Editor’s note: as search efforts resume this summer, Hood River News will provide reports.

A family’s day

I’d like to share with you a special memory. A kind of an “Independence Day” story.

Yesterday was a glorious day. Why? Because of five people who came in to Gorge Heritage Museum late in the afternoon. They were not wealthy folks. They weren’t all dolled up. They didn’t have money for pretty tours or for our nice raffle. They were a mom, and a dad, and two little girls and a little boy (mixed ethnicities).

Dad didn’t even speak English. But do you know what? They were all spanking clean and all fascinated with what Mom had prepared for their special day out. She was so clever — what she thought up, coming from a town I didn’t know was on the map and can’t “remember the name of,” was a trip across bridges. They went over The Dalles bridge, and she told them what she knew about that. And they went over the Hood River bridge, and she told them about that.
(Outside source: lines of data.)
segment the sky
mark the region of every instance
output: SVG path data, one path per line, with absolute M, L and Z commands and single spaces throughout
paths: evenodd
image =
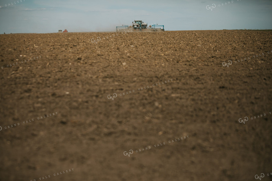
M 272 0 L 0 0 L 0 34 L 115 31 L 134 20 L 166 30 L 272 29 Z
She delighted them with their tour in GHM, and then she asked me if they were close to the Bridge of the Gods. So I asked if the kids would like a kind of shorter story about the Legend.
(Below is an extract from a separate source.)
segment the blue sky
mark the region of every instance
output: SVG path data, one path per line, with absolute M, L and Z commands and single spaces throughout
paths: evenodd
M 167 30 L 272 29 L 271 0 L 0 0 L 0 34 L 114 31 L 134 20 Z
Everybody sat down and I started the legend. But oh! Oh! The littlest one swallowed her butterscotch candy whole! She was still trying to listen, little sweet thing. I asked mom if a little drink would help. It would. It did. I had a fresh, new bottle of pink Gatorade handy, and they all had some — littlest one feeling some better now. The boy asked if that bottle was theirs: “Sure.”

So they wanted the rest of the dramatic story and Wy’East’s terrible denouement to the love story. And then they were off to see the sleeping maiden for themselves. But first when I asked if they’d like a picture of themselves in there with the camera Dad was holding in his hand, they got happy and picked out the blacksmith’s shop for their snapshot.

Gosh, they were gorgeous with their black hair and their shiny dark eyes and hugging each other and mother obviously expecting another little one. So anyway, I know this is long, but it’s not every day you get to share in a family’s intimate outing like that, and I knew you’d think so too.